Selalu saja terjadi berbagai kebocoran anggaran yang seharusnya digunakan untuk menggerakkan struktur-struktur negara untuk melayani rakyat. Untuk menjamin transparansi dan akuntabilitas penggunaan anggaran tersebut, negara membentuk Badan Pemeriksa Keuangan (BPK). Salah satu kewenangan BPK adalah menyatakan status apakah penggunaan anggaran(?) sudah benar atau tidak.

Namun, patut disayangkan, kredibilitas BPK tercederai oleh kebijakan BPK sendiri dalam memberikan status wajar tanpa pengecualian (WTP) kepada lembaga-lembaga atau kementerian negara, sedangkan secara faktual terjadi korupsi di dalamnya. Di antara contoh yang paling nyata adalah BPK memberikan status WTP kepada Kementerian Keuangan, padahal kenyataannya terjadi korupsi yang sangat fantastik di sektor pajak.

BPK memberikan status yang sama kepada Kementerian Pemuda dan Olahraga, padahal nyata sekali telah terjadi korupsi puluhan miliar rupiah dalam proyek Wisma Atlet dan Hambalang.
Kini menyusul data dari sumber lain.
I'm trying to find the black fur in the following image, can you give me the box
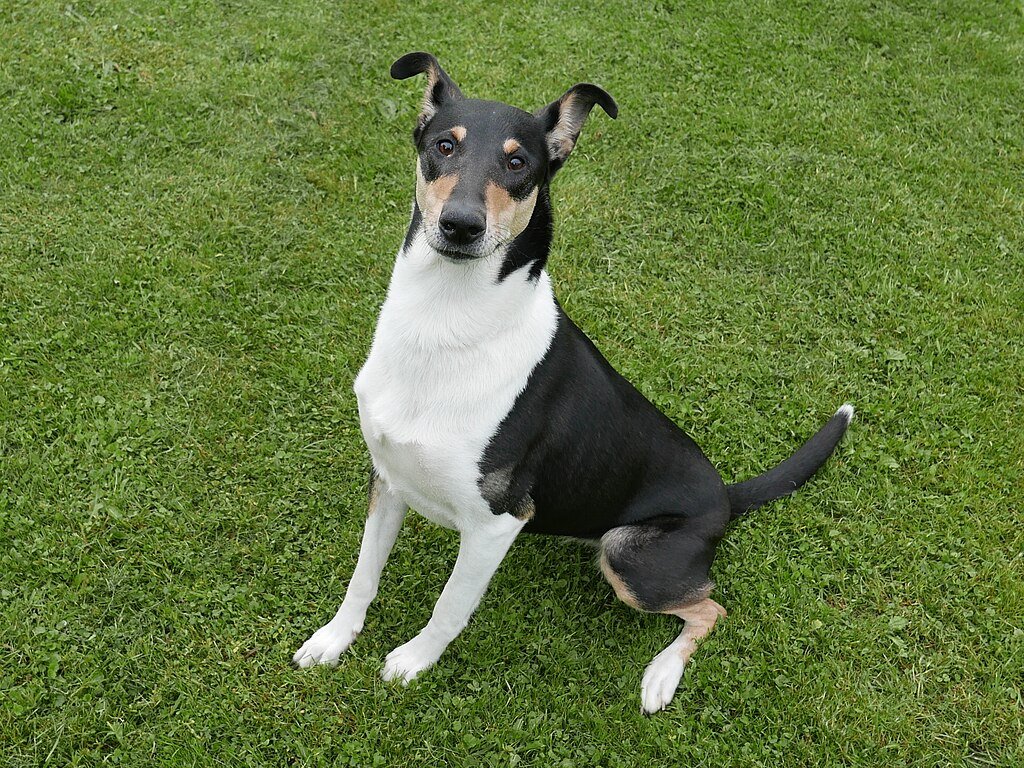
[391,54,852,603]
[479,309,730,539]
[479,307,851,536]
[497,187,553,282]
[402,202,423,253]
[534,84,618,174]
[726,408,853,518]
[391,56,613,273]
[602,519,717,612]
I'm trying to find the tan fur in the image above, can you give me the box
[419,65,440,124]
[367,474,383,517]
[415,159,459,222]
[485,182,538,240]
[662,582,715,613]
[599,551,642,610]
[547,92,579,160]
[503,138,520,154]
[667,598,727,665]
[514,497,535,522]
[451,125,467,142]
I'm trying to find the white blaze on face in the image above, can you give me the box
[485,182,538,242]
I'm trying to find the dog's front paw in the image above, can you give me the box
[381,634,444,684]
[639,647,686,715]
[292,620,361,668]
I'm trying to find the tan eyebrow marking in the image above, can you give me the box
[503,138,520,154]
[451,125,467,142]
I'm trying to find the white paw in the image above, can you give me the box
[381,634,444,684]
[640,647,686,715]
[292,619,361,668]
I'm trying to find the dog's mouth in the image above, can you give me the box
[436,245,480,261]
[426,230,490,262]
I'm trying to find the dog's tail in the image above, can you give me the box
[727,404,854,520]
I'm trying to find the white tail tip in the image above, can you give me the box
[836,403,855,423]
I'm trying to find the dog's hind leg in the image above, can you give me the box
[293,471,407,668]
[639,598,726,714]
[599,520,726,714]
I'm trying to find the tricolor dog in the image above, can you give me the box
[293,52,853,713]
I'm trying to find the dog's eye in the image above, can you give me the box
[437,139,455,156]
[507,156,526,171]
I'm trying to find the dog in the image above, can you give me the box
[293,52,853,714]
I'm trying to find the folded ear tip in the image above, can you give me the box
[577,83,618,118]
[594,87,618,118]
[390,51,436,80]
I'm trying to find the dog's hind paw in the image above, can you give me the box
[639,648,686,715]
[292,621,360,668]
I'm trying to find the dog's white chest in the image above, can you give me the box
[354,241,557,529]
[355,345,501,526]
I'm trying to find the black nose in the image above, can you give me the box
[439,207,485,245]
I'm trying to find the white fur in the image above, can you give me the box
[294,232,557,678]
[640,642,688,714]
[380,515,523,682]
[354,231,557,530]
[640,600,726,714]
[292,485,406,668]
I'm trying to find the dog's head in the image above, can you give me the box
[391,52,617,264]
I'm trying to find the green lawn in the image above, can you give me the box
[2,0,1022,765]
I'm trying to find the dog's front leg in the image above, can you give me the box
[293,475,407,668]
[381,514,524,683]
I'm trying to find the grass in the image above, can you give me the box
[1,0,1022,765]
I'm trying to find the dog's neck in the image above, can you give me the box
[376,190,557,350]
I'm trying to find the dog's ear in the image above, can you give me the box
[535,84,617,174]
[391,52,463,139]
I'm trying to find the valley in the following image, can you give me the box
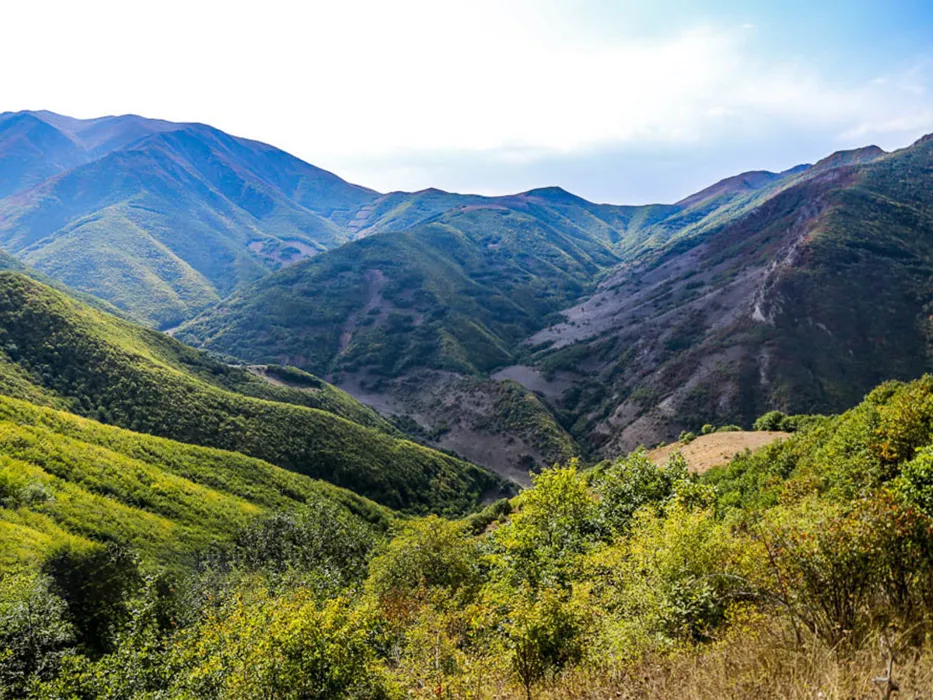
[7,109,933,484]
[3,108,933,698]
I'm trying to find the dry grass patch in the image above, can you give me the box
[648,431,789,474]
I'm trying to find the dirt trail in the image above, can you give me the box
[648,431,789,474]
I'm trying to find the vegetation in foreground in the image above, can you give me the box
[6,375,933,697]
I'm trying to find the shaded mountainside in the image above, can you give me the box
[524,135,933,454]
[0,272,506,514]
[0,111,378,326]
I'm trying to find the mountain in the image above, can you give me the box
[0,272,506,513]
[174,132,933,460]
[8,108,928,468]
[174,158,842,473]
[522,138,931,453]
[176,189,656,480]
[0,111,379,326]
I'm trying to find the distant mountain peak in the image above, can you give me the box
[410,187,451,196]
[675,169,783,209]
[780,163,811,177]
[812,145,886,172]
[521,186,586,203]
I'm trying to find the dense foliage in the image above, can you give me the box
[0,273,504,514]
[7,376,933,697]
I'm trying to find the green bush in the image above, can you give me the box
[754,410,789,431]
[898,446,933,516]
[594,451,690,536]
[42,542,142,656]
[756,494,933,648]
[0,573,74,697]
[367,516,481,605]
[507,586,591,696]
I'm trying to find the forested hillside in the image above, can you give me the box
[6,375,933,697]
[0,111,378,326]
[0,272,505,514]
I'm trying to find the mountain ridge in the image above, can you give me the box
[0,111,381,325]
[178,129,933,462]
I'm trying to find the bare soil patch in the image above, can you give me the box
[648,431,789,474]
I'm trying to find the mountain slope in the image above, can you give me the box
[522,135,933,453]
[179,198,624,376]
[0,112,87,198]
[0,112,379,326]
[0,391,390,572]
[0,272,504,513]
[177,130,932,461]
[175,193,646,478]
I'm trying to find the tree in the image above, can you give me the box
[754,410,788,432]
[42,542,142,656]
[367,516,480,608]
[493,463,597,589]
[594,451,689,536]
[0,573,74,695]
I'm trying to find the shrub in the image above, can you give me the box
[898,446,933,516]
[42,542,142,656]
[586,504,756,661]
[506,586,592,698]
[0,573,74,696]
[166,586,389,699]
[594,451,690,536]
[756,494,933,649]
[493,465,597,589]
[754,411,789,432]
[225,497,376,592]
[367,516,480,609]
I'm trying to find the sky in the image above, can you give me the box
[4,0,933,203]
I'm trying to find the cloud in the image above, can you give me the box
[2,0,932,200]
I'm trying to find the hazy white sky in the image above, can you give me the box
[5,0,933,202]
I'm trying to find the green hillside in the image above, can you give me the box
[0,392,390,572]
[0,272,504,514]
[179,201,623,378]
[9,376,933,698]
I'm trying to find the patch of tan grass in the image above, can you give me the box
[527,619,933,699]
[648,431,789,474]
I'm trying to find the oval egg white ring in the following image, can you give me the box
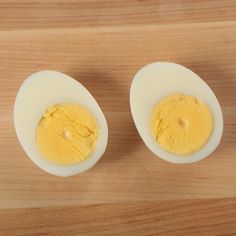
[130,62,223,164]
[14,70,108,176]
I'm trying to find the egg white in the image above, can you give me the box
[14,70,108,176]
[130,62,223,163]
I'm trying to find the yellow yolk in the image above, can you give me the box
[36,104,98,165]
[151,94,213,155]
Demikian juga kepada Kementerian Agama, padahal di dalamnya terjadi korupsi yang sangat menghebohkan, di antaranya yang berkaitan dengan proyek pengadaan kitab suci Alquran. BPK seharusnya mampu menjalankan fungsi untuk melakukan pencegahan dan menghilangkan korupsi.

Dalam konteks ini, BPK seharusnya tidak demikian saja secara sederhana mengeluarkan opini wajar tanpa pengecualian apabila lembaga penegak hukum telah mengendus terjadi praktik korupsi dalam sebuah lembaga negara. Salah satu cara yang harus ditempuh adalah memperbaiki metodologi dalam menghasilkan status kepada sebuah institusi dalam struktur negara, di antaranya tidak hanya menggunakan sampel hanya 1% dari nilai total anggaran.

Perbaikan metodologi tersebut sangatlah penting. BPK juga harus membuat terobosan baru yang bisa membuat laporan kepada BPK tidak bisa dengan mudah disiasati. Para koruptor tentu akan berusaha sekuat tenaga untuk membuat laporan yang mereka buat menjadi terlihat seolah wajar-wajar saja. Karena itulah, BPK tidak bisa bekerja dengan metode dan kinerja yang biasa-biasa saja.

Diperlukan metode dan kinerja yang luar biasa karena yang dihadapi adalah mereka yang memiliki kelihaian dalam melakukan berbagai manipulasi. Pemberian status WTP kepada sebuah institusi, padahal di dalamnya terdapat korupsi, secara langsung atau tidak, bisa menyebabkan lembaga-lembaga yang korup itu melanjutkan tindakan korupsinya.

Mereka merasa aman-aman saja dengan audit BPK. Bahkan berpotensi membuat lembaga-lembaga yang sebelumnya bersih dari praktik korupsi kemudian melakukannya karena menganggap bahwa untuk mendapatkan status WTP hanya diperlukan penyiasatan yang untuk melakukannya sangat gampang. Apalagi kalau ada oknum- oknum yang bisa dibayar untuk mendapatkan status tersebut.

Yang tidak kalah penting untuk membuat negara bersih dari korupsi dan memandangnya termasuk kejahatan besar adalah pemimpin yang kuat dan tegas. Untuk bisa tegas, prasyarat yang harus dimiliki pemimpin tersebut adalah tidak memiliki “utang” dalam bentuk apa pun kepada “aktoraktor hitam”. Pemimpin yang memiliki relasi dengan mereka yang melakukan korupsi bisa dipastikan tidak akan mampu menjalankan fungsi-fungsi kepemimpinan secara optimal dalam konteks penyelenggaraan negara yang bersih.

Pemimpin tersebut bahkan bisa kehilangan kepemimpinan karena kendali kepemimpinan sesungguhnya berada pada pemilik kapital yang berkontribusi secara finansial untuk “membeli”jabatan. Pemimpin yang bisa diharapkan bisa menyelenggarakan negara tanpa korupsi adalah pemimpin yang memiliki motif untuk melakukan perjuangan guna mewujudkan perbaikan negara.

Jika kepemimpinan direbut agar bisa digunakan sebagai alat untuk memperkaya diri, korupsi akan terus terjadi dan dianggap sebagai sesuatu yang biasa-biasa saja, bahkan dianggap sebagai keharusan. Dalam situasi dan kondisi itu,korupsi akan selalu dipandang wajar terjadi di mana saja, kapan saja, tanpa pengecualian. Wallahu a’lam bi al-shawab.